Se ha dejado pudrir la situación, pero por fortuna aún se está a tiempo de reconducirla a la senda constitucional, con mesura pero con firmeza. La Constitución tiene una panoplia de soluciones para desmontar en cuestión de horas la torpe y enloquecida fuga a la «tierra de nunca jamás» emprendida por los antisistema e incluso guarda otros resortes en la segunda línea por si la obcecación nublara el paisaje. El primer escudo será a buen seguro el Tribunal Constitucional, la fuerza de la razón, por si se hubiere de utilizar la razón de la fuerza, siempre que no sólo suspenda la eficacia de la proclama, sino que a continuación la anule sin levantar mano.

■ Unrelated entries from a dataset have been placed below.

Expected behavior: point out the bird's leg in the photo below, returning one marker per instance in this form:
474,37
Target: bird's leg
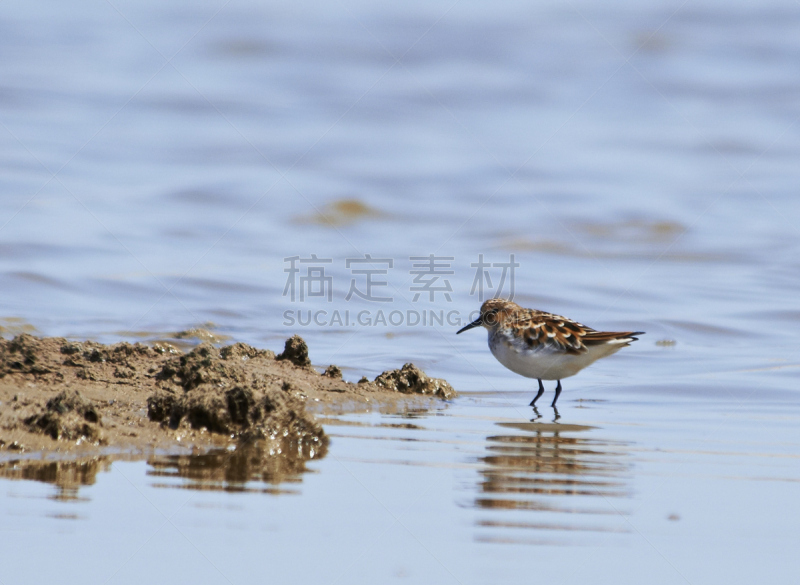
541,391
558,393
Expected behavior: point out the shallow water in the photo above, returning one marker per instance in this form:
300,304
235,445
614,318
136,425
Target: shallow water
161,160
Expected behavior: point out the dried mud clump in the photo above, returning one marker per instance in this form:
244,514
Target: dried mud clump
333,372
296,351
67,396
67,416
21,356
411,380
213,390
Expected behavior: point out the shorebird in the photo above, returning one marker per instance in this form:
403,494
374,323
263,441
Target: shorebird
544,346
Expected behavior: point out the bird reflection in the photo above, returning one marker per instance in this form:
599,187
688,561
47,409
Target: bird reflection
558,471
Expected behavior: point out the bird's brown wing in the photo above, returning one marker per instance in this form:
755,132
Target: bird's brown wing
600,337
539,329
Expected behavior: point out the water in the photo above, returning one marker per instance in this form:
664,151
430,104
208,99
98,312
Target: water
161,160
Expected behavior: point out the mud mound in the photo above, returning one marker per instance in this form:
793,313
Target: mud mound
218,392
411,380
66,396
67,416
296,351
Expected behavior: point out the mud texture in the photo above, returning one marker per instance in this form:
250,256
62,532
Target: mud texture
84,398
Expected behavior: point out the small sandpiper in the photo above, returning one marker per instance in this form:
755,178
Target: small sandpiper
544,346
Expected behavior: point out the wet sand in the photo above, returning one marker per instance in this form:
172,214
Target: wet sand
85,400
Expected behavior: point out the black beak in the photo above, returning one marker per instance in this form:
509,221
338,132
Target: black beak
476,323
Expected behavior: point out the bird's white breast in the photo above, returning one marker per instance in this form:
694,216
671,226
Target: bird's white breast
544,362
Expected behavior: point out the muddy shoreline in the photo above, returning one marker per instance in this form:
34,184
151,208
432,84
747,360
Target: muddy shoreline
73,405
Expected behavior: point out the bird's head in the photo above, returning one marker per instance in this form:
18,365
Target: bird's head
492,313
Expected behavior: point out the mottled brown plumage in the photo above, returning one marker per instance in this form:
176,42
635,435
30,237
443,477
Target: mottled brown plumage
542,345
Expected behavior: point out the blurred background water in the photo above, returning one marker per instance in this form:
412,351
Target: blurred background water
161,160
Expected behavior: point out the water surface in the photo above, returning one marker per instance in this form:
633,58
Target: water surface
162,160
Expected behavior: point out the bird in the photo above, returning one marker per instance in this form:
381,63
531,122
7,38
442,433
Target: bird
541,345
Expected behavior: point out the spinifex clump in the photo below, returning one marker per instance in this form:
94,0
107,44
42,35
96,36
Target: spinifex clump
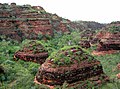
71,65
32,51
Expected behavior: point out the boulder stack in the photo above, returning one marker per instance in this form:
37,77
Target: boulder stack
32,51
71,65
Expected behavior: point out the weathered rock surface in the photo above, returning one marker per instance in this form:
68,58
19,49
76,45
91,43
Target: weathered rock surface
109,38
33,51
31,22
72,65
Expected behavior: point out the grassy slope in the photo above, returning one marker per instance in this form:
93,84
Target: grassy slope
20,74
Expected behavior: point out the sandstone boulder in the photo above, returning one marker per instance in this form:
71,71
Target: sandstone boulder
32,51
71,65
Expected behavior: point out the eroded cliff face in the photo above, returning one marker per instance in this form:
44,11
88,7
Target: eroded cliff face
109,39
32,22
32,51
72,65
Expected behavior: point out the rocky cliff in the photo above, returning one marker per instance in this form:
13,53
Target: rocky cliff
31,22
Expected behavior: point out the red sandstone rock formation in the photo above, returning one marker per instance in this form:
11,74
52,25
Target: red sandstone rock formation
72,65
32,52
109,39
31,21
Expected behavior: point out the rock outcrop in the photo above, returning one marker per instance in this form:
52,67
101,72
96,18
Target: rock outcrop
32,51
31,22
72,65
109,38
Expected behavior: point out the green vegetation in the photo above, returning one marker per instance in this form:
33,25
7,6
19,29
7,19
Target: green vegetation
114,29
20,74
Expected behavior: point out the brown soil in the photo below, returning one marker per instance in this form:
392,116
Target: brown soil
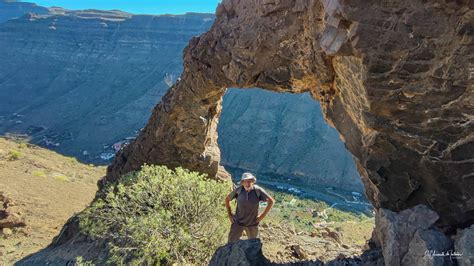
46,189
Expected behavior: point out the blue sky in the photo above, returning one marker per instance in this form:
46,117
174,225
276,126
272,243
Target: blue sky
137,6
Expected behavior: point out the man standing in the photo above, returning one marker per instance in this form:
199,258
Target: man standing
246,216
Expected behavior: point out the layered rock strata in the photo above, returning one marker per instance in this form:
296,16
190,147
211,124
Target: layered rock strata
392,77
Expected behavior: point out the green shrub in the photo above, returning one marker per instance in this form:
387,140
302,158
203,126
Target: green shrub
160,216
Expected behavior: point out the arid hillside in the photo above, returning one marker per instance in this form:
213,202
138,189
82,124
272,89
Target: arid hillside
40,190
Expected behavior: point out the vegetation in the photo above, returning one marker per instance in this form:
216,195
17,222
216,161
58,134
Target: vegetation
160,216
302,213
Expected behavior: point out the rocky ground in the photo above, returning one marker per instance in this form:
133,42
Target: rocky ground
39,191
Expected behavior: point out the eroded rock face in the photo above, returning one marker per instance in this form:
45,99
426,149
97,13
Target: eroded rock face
392,77
464,246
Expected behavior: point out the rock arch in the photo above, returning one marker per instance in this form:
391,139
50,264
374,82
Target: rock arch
392,77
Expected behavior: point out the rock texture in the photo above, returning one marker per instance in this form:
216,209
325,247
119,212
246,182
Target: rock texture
409,237
249,252
392,77
13,9
464,246
283,135
88,79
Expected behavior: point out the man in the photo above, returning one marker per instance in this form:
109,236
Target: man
246,216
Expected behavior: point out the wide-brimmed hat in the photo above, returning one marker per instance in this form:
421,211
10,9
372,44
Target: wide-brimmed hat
247,176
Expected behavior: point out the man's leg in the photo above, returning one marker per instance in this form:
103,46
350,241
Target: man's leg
252,231
235,232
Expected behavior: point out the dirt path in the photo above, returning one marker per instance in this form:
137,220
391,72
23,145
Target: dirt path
46,189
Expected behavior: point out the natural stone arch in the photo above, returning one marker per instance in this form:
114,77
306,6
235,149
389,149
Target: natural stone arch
391,77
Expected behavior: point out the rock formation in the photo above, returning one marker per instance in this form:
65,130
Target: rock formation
71,61
392,77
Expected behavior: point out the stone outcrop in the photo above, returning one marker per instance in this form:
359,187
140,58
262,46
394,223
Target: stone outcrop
392,77
410,238
249,252
13,9
69,62
464,246
9,215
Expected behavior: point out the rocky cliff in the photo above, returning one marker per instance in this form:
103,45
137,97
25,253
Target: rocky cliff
13,9
393,77
79,81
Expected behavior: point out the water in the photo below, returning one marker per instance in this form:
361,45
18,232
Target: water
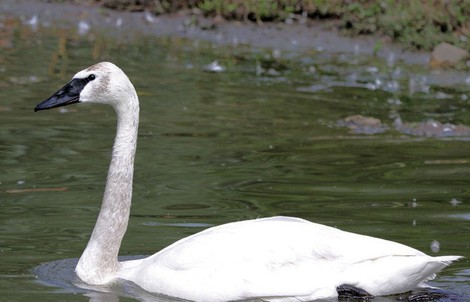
258,139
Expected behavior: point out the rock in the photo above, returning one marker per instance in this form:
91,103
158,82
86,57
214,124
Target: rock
446,54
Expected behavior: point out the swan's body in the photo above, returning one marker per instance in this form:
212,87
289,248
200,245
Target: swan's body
278,258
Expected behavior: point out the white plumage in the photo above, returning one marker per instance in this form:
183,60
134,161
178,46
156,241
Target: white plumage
276,259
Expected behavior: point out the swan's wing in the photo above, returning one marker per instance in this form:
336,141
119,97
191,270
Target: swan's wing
263,258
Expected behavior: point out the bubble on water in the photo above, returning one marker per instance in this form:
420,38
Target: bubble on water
435,246
418,84
277,53
33,22
455,202
391,59
149,17
214,66
118,22
83,28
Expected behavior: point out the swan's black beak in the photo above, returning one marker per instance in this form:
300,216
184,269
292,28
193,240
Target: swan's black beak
69,94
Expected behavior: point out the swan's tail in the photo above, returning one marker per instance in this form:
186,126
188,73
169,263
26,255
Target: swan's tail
447,260
436,265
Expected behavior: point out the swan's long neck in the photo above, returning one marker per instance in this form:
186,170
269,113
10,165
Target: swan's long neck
99,261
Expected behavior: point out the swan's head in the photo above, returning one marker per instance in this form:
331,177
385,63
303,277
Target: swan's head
103,83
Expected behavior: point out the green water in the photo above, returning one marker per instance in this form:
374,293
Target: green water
219,147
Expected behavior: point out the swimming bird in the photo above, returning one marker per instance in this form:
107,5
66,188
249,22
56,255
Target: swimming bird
272,259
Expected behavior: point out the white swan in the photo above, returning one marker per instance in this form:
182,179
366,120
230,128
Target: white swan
275,259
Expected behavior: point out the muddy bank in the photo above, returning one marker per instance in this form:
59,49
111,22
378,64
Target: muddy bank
307,36
299,38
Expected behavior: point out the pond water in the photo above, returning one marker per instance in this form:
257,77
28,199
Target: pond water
260,138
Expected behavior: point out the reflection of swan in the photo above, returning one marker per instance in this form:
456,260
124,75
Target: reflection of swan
277,258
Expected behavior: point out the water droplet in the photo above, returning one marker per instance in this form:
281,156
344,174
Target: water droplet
435,246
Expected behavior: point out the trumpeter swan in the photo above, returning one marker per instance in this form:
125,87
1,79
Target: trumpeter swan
275,259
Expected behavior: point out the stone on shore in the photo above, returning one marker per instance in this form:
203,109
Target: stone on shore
445,55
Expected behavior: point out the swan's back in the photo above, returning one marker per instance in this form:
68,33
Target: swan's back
277,257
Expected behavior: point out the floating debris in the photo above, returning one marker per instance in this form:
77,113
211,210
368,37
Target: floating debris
214,67
363,124
431,128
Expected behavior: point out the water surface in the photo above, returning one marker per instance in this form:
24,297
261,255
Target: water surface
260,138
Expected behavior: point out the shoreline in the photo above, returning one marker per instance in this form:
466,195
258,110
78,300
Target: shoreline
296,37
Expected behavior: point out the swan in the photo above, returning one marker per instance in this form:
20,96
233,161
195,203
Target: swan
272,259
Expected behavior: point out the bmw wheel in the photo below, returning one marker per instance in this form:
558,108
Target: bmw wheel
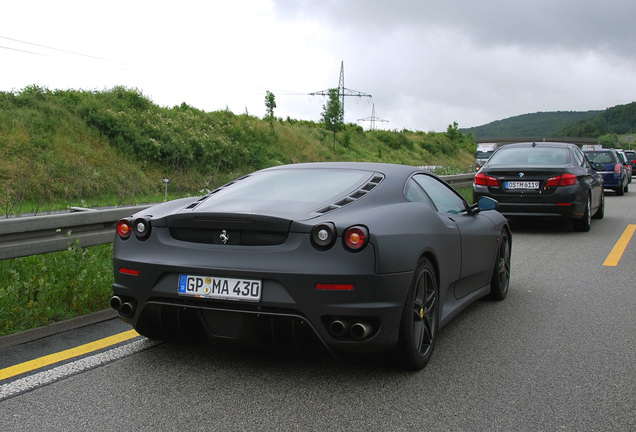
585,222
600,212
420,318
501,273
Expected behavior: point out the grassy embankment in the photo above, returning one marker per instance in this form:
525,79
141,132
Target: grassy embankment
74,148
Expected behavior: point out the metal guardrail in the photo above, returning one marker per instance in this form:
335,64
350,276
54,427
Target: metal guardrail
35,235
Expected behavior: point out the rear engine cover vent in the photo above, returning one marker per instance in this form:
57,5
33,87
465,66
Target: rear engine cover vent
377,178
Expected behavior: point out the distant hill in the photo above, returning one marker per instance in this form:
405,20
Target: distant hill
541,124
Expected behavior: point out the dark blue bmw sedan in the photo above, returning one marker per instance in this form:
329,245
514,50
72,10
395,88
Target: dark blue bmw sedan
546,179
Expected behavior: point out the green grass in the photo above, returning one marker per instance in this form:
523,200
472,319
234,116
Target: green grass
41,289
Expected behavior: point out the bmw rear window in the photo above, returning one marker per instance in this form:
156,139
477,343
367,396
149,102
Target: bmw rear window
601,157
530,156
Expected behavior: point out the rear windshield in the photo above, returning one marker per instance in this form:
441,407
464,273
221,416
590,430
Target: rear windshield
601,157
530,156
312,186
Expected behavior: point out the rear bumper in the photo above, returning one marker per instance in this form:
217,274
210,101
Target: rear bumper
566,203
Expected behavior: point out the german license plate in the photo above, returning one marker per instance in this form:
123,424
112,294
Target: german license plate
521,185
220,288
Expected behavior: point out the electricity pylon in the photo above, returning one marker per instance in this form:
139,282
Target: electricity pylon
342,90
373,119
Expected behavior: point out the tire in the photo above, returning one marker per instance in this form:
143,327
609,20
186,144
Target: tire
501,273
600,212
585,222
620,191
420,319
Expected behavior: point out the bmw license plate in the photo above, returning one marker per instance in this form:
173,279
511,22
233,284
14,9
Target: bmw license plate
220,288
521,185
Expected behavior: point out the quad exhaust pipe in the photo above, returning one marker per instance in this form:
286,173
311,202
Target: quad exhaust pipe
124,307
356,330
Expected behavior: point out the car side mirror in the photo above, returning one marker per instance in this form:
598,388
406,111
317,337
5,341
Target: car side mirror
487,203
482,204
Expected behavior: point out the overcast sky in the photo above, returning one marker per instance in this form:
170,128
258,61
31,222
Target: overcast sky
426,63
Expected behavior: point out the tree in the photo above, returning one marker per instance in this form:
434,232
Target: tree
270,104
333,114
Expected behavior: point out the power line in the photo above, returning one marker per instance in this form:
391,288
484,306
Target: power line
373,118
52,48
24,51
342,90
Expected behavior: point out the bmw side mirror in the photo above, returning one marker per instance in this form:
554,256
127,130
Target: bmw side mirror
482,204
487,203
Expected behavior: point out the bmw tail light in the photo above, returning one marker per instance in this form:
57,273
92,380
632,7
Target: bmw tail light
566,179
141,228
124,228
482,179
324,235
356,238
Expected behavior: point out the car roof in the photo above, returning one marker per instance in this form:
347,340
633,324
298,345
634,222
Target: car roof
540,144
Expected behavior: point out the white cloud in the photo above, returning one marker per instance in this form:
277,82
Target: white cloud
426,63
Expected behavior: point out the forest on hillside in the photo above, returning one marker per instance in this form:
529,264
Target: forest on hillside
606,125
61,148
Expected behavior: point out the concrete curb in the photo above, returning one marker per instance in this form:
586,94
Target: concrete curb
55,328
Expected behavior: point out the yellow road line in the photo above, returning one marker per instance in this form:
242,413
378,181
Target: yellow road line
40,362
617,252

El artículo 1,2 CE expresa con nitidez que la «soberanía nacional reside en el pueblo español, del que emanan los poderes del Estado» y en consecuencia, la legitimidad de todas las instituciones, entre ellas la Generalidad con su Gobierno y el Parlamento de Cataluña. Y el artículo 2 proclama la «indisoluble unidad de la nación española». Por eso, y porque no he perdido la fe en nuestro pueblo, que reacciona siempre con dignidad en los trances más críticos, sé que España sobrevivirá íntegra con Cataluña en su seno si, olvidando desacuerdos menores, nos apiñamos con lealtad constitucional sin reservas mentales tras el presidente del Gobierno, responsable del timón. Pero con esa seguridad que no es triunfalismo, puesto ya el pie en el estribo, pensando en las generaciones venideras y en su España, «me abrasa el alma –como a Sánchez Albornoz– su inquietante destino».